Second Round : face à la corruption, #5 Wisconsin surgit au buzzer contre #13 Stephen F. Austin

La MoC Madness débute avec le First Round, où 8 rencontres seront résumées par les soins de la rédaction (avec l’aide de “faits alternatifs”) sur 2 jours consécutifs. 14ème épisode du tournoi : #5 Wisconsin contre #13 Stephen F. Austin.

Vous cherchez le bracket de notre compétition ? Un seul clic.

Vous ne comprenez pas le principe de la MoC Madness ? Les indications juste ci-contre.

Qu’est-ce que la MoC Madness ?

La March Madness a succombé à la pression du COVID-19. Mais, la rédaction de Midnight on Campus a sorti l’artillerie lourde pour conclure la saison de basketball universitaire sur une note (folle) digne du mois de mars : la MoC Madness.

Lors des 3 prochaines semaines, la MoC Madness reprend le flambeau du NCAA Tournament pour couronner un champion national… à notre propre sauce. Du First Round au Final Four, nous mettrons la main à la pâte afin de poursuivre la folie du mois de mars (au sens propre comme au sens figuré). 4 résumés plus ou moins plausibles par jour de compétition et 1 bracket rempli par nos soins.

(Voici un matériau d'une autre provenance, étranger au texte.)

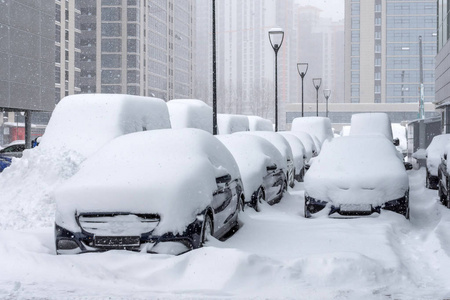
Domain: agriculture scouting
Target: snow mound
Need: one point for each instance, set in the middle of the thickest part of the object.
(79, 126)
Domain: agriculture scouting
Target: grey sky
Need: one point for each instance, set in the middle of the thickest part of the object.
(333, 9)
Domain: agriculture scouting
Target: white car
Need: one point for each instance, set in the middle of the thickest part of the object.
(357, 175)
(285, 149)
(171, 190)
(261, 165)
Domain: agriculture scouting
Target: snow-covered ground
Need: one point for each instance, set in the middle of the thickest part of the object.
(277, 254)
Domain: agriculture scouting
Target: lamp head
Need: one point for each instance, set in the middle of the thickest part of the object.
(276, 36)
(302, 68)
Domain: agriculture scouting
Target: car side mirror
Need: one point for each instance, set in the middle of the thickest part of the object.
(223, 179)
(272, 167)
(408, 165)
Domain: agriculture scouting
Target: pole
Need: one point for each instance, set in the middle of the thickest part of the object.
(302, 97)
(214, 68)
(276, 90)
(421, 101)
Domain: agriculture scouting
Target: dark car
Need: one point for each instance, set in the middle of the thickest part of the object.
(261, 165)
(173, 189)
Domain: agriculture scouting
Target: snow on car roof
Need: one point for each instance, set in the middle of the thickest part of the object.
(228, 124)
(253, 155)
(357, 169)
(167, 172)
(371, 123)
(277, 140)
(307, 142)
(85, 122)
(298, 150)
(259, 124)
(317, 126)
(190, 113)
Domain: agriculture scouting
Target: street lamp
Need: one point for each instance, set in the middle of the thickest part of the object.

Et, surtout, aux grandes occasions les grands moyens. 

Bastien a gentiment réquisitionné son chat, Mopti, pour désigner les vainqueurs de nos résumés originaux. Oui, sans blague. Vous souvenez-vous de Paul Le Poulpe ? Et bien, c’est le même concept (en beaucoup plus mignon). Notre plume s’occupe du reste en construisant des faits alternatifs et des scénarios selon les préférences initiales de Mopti.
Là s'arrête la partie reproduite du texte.